創世から三百年くらいは、今アルスが目にしている古代文字が使われていた。おそらくセティアやノアならば読めるのだろうが、アルスは何となくでしか読めない。
「なんて書いてあるの?」
「ざっと要約するとだね。龍神は昔はとんでもないろくでなしで、人間を手足として使い、美女を侍らせては暴虐を尽くしていたらしい。龍神の非道を見かねた術神という神様が、龍神を説得して、喧嘩して、最終的には仲直りして龍神も立派な神様になるように努めた……らしい」
「えっ……龍神様が? もしかしてあるるん嘘ついてない?」
嘘ではない、神族はだいたい独りよがりなものだ。何故ならば彼らには心があるからだ。
暴虐たる神がアテルに淘汰されただけで、創世当初は百以上も神族が存在した。もっとも、現在は龍神、天神、地神、海神、破壊神、リンヴァルス神の六柱しか人々に認知されていないが。

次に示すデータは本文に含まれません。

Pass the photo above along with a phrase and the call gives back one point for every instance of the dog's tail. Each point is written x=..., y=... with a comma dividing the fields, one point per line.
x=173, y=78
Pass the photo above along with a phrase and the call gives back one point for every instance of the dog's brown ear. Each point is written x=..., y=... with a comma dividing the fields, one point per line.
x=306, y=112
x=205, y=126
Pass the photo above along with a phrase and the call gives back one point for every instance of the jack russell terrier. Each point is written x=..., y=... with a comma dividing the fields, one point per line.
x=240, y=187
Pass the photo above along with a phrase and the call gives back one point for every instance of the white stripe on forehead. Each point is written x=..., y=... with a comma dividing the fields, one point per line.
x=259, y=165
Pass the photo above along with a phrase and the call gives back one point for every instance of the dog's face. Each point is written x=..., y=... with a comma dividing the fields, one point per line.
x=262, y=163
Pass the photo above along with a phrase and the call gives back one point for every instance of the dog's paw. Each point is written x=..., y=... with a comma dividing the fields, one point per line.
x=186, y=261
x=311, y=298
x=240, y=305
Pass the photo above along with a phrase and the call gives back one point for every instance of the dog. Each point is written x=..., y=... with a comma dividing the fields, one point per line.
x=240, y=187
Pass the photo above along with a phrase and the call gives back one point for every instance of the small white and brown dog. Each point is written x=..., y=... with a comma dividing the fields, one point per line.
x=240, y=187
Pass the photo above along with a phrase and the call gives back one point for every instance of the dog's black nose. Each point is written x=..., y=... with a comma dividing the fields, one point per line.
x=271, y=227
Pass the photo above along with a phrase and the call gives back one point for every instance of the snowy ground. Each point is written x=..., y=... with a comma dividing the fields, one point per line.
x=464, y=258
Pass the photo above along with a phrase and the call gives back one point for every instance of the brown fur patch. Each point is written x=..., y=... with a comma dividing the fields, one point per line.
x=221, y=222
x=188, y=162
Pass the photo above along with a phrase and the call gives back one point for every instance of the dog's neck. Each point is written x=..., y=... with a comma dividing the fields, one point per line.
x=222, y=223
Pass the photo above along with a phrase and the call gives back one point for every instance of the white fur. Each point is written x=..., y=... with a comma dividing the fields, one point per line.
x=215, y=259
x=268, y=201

そういえば虚神のウジンはどうしているだろうかとアルスは想起しつつ、書物に目を落とした。
「嘘じゃないよ。意外と龍神様はクズだったらしい」
「でも、術神なんて聞いたことないよ。最後はどうなったの?」
「術神は……雷に貫かれて死んだって」
神族が雷如きで死ぬ訳がない。おそらく雷とは災厄の攻撃などを喩えたものだろう。
「ふーん……やっぱり神様って謎だね」
「まあ考えても仕方ないだろう。神々は人間を守ってくれるとだけ考えていればいい」
「うわー、人任せ。いや、神任せ?」
どちらかと言えばアルスはリンヴァルス神なので守る側なのだ。
二人で図書館に籠っている内に、外は真っ暗になっている。閉館のアナウンスが鳴り響いた。
「勉強になったよ、ありがとねあるるん」
「しかし君が勉強だなんて、本当にどういう風の吹き回しだろうか」
「だって一緒にお店に行こうとしても、陰キャあるるんは拒否するでしょ? 歴史好きなら図書館に誘えばいいかなって」
どうやらエニマはアルスと時間を過ごせれば、なんでも良かったらしい。
「はは……別に普通の店でも良かったけどね」
「ほんと!? じゃあ次は誘っても拒否しないでね」
「それは約束しかねる。昨今僕は忙しいので」
不機嫌になるエニマを宥めつつ、アルスは図書館を出る。
夜の都市の一角には、紫色の靄が立ち込めていた。